Re: [RFC] Programming model for io_uring + eBPF

From: Pavel Begunkov <asml.silence@gmail.com>
To: Christian Dietrich <stettberger@dokucode.de>,
	io-uring <io-uring@vger.kernel.org>
Cc: Horst Schirmeier <horst.schirmeier@tu-dortmund.de>,
	"Franz-B. Tuneke" <franz-bernhard.tuneke@tu-dortmund.de>
Subject: Re: [RFC] Programming model for io_uring + eBPF
Date: Wed, 2 Jun 2021 11:47:50 +0100	[thread overview]
Message-ID: <49df117c-dcbd-9b91-e181-e5b2757ae6aa@gmail.com> (raw)
In-Reply-To: <s7b1r9sfn1k.fsf@dokucode.de>

On 5/27/21 12:12 PM, Christian Dietrich wrote:
> Pavel Begunkov <asml.silence@gmail.com> [21. May 2021]:
> 
>>> The problem that I see is that eBPF in io_uring breaks this fine
>>> synchronization as eBPF SQE submission and userspace SQE submission can
>>> run in parallel.
>>
>> It definitely won't be a part of ABI, but they actually do serialise
>> at the moment.
> 
> They serialize because they are executed by the same worker thread,
> right?

No, because all submissions are currently under ctx->uring_lock mutex
and also executed in the submitting task context (no io-wq). I hope to
get rid of the second restriction, i.e. prior upstreaming, and maybe
do something about the first one in far future if there will be a need.

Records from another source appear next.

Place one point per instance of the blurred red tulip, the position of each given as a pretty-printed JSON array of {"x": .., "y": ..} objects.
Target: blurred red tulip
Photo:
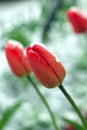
[
  {"x": 77, "y": 20},
  {"x": 17, "y": 59},
  {"x": 69, "y": 127},
  {"x": 47, "y": 68}
]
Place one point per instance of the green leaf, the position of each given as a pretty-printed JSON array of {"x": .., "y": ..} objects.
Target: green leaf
[
  {"x": 76, "y": 125},
  {"x": 7, "y": 115}
]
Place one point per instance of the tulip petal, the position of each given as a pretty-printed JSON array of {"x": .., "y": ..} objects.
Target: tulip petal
[
  {"x": 45, "y": 66},
  {"x": 17, "y": 60}
]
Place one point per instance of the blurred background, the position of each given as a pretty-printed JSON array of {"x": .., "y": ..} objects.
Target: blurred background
[{"x": 44, "y": 21}]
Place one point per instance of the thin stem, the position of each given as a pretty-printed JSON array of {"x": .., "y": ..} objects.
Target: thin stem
[
  {"x": 74, "y": 105},
  {"x": 45, "y": 103}
]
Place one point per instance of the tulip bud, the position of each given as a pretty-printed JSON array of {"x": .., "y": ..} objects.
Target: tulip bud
[
  {"x": 69, "y": 127},
  {"x": 77, "y": 20},
  {"x": 47, "y": 68},
  {"x": 17, "y": 59}
]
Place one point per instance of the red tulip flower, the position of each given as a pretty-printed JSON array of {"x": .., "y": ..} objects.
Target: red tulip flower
[
  {"x": 47, "y": 68},
  {"x": 69, "y": 127},
  {"x": 77, "y": 20},
  {"x": 17, "y": 59}
]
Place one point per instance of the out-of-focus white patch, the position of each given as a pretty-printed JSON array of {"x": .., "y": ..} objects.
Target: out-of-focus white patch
[
  {"x": 14, "y": 43},
  {"x": 57, "y": 60},
  {"x": 38, "y": 43}
]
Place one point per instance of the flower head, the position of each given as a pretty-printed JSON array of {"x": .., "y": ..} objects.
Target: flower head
[
  {"x": 48, "y": 70},
  {"x": 17, "y": 59},
  {"x": 77, "y": 20}
]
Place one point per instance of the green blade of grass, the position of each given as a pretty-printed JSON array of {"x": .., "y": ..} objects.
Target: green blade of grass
[
  {"x": 76, "y": 125},
  {"x": 7, "y": 115}
]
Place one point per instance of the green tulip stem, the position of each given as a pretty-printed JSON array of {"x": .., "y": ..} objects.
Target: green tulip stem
[
  {"x": 73, "y": 105},
  {"x": 45, "y": 103}
]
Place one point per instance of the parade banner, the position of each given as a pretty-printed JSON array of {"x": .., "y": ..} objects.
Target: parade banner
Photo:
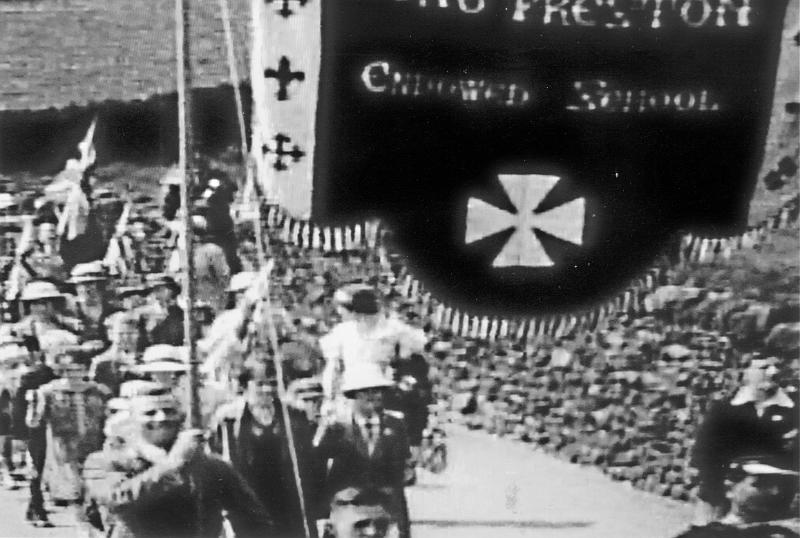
[{"x": 527, "y": 155}]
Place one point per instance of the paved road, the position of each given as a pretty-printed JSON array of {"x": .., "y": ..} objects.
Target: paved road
[
  {"x": 493, "y": 488},
  {"x": 501, "y": 489}
]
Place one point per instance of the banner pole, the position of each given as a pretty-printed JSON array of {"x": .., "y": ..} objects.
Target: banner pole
[{"x": 186, "y": 166}]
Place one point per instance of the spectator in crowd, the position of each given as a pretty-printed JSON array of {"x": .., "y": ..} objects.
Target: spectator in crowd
[
  {"x": 759, "y": 419},
  {"x": 760, "y": 491}
]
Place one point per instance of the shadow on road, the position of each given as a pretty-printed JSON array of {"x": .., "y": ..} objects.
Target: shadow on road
[{"x": 535, "y": 524}]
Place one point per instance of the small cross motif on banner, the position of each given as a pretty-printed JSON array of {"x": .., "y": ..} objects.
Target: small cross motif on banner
[
  {"x": 284, "y": 75},
  {"x": 280, "y": 151},
  {"x": 284, "y": 10}
]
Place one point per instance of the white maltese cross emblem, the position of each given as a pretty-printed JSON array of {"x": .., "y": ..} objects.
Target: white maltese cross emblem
[{"x": 523, "y": 248}]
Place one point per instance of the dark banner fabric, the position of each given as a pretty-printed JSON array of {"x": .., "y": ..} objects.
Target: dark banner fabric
[{"x": 535, "y": 155}]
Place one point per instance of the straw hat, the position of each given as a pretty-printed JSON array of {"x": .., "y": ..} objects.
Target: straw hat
[
  {"x": 138, "y": 387},
  {"x": 88, "y": 272},
  {"x": 365, "y": 301},
  {"x": 155, "y": 280},
  {"x": 40, "y": 290},
  {"x": 366, "y": 377},
  {"x": 164, "y": 358},
  {"x": 173, "y": 176},
  {"x": 242, "y": 281}
]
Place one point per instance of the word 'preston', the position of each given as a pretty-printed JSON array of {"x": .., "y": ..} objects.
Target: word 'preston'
[{"x": 611, "y": 14}]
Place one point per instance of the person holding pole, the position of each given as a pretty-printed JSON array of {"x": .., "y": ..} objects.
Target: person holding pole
[
  {"x": 165, "y": 484},
  {"x": 250, "y": 432},
  {"x": 368, "y": 445}
]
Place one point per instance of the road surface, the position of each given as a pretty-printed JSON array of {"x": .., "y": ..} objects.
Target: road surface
[{"x": 493, "y": 488}]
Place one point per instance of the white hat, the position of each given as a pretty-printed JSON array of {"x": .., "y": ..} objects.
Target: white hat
[
  {"x": 173, "y": 176},
  {"x": 242, "y": 281},
  {"x": 88, "y": 272},
  {"x": 137, "y": 387},
  {"x": 38, "y": 290},
  {"x": 12, "y": 352},
  {"x": 368, "y": 376},
  {"x": 164, "y": 358}
]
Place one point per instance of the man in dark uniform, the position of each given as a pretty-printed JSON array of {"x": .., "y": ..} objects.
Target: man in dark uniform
[
  {"x": 37, "y": 375},
  {"x": 93, "y": 309},
  {"x": 162, "y": 482},
  {"x": 169, "y": 330},
  {"x": 368, "y": 445},
  {"x": 250, "y": 431},
  {"x": 759, "y": 419},
  {"x": 760, "y": 490}
]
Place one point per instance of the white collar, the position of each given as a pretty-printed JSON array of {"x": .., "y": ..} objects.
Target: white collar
[{"x": 747, "y": 395}]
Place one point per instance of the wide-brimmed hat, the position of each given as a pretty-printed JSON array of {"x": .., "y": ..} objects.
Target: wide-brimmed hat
[
  {"x": 173, "y": 176},
  {"x": 307, "y": 388},
  {"x": 12, "y": 352},
  {"x": 138, "y": 387},
  {"x": 40, "y": 290},
  {"x": 156, "y": 280},
  {"x": 88, "y": 272},
  {"x": 763, "y": 465},
  {"x": 242, "y": 281},
  {"x": 365, "y": 301},
  {"x": 164, "y": 358},
  {"x": 363, "y": 378}
]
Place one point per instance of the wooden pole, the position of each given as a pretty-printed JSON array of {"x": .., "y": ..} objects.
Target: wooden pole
[
  {"x": 186, "y": 166},
  {"x": 272, "y": 334}
]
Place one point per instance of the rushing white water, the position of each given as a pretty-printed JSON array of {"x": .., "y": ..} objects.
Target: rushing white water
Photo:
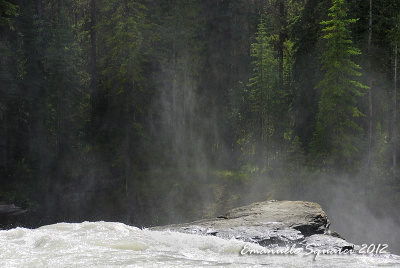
[{"x": 109, "y": 244}]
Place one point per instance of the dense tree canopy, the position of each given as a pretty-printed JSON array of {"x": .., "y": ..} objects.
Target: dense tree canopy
[{"x": 151, "y": 112}]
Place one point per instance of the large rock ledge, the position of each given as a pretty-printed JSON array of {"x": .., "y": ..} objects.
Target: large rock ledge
[{"x": 270, "y": 223}]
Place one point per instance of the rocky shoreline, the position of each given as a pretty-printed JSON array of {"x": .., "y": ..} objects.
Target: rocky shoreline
[{"x": 270, "y": 224}]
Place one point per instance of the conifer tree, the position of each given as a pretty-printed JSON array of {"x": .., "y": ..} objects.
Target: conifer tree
[{"x": 337, "y": 132}]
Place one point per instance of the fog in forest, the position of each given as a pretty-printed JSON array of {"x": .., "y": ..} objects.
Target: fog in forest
[{"x": 166, "y": 112}]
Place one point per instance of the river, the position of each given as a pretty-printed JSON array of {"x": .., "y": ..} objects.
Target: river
[{"x": 110, "y": 244}]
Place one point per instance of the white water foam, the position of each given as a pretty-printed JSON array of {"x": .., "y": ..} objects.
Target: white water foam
[{"x": 110, "y": 244}]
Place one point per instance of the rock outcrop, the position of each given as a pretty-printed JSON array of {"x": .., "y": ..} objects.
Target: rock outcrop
[{"x": 270, "y": 223}]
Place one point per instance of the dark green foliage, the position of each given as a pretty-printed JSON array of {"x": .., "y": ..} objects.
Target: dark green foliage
[
  {"x": 337, "y": 135},
  {"x": 137, "y": 110}
]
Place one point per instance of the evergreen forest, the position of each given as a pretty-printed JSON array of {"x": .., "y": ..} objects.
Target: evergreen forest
[{"x": 151, "y": 112}]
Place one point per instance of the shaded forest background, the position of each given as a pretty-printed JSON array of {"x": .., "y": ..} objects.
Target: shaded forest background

> Perhaps that is the solution to my synchronization problem. If/when
> io_uring supports more than one eBPF executioners, we should make the
> number of executors configurable at setup time. Thereby, the user can
> implicitly manage serialization of eBPF execution.

I wouldn't keep it a part of ABI, but may be good enough for
experiments. So, it'll be UB and may break unless we figure
something out.

... actually it sounds like a sane idea to do lock grabbing lazy,
i.e. only if it actually submits requests. That may make sense if
you control several requests by BPF, e.g. keeping QD + batching.

>>> But going back to my original wish: I wanted to ensure that I can
>>> serialize eBPF-SQEs such that I'm sure that they do not run in parallel.
>>> My idea was to use synchronization groups as a generalization of
>>> SQE linking in order to make it also useful for others (not only for eBPF).
>>
>> So, let's dissect it a bit more, why do you need serialising as
>> such? What use case you have in mind, and let's see if it's indeed
>> can't be implemented efficiently with what we have.
> 
> What I want to do is to manipulate (read-calculate-update) user memory
> from eBPF without the need to synchronize between eBPF invocations.
> 
> As eBPF invocations have a run-to-completion semantic, it feels bad to
> use lock-based synchronization. Besides waiting for user-memory to be
> swapped in, they will be usually short and plug together results and
> newly emitted CQEs.

swapping can't be done under spinlocks, that's a reason why userspace
read/write are available only to sleepable BPF.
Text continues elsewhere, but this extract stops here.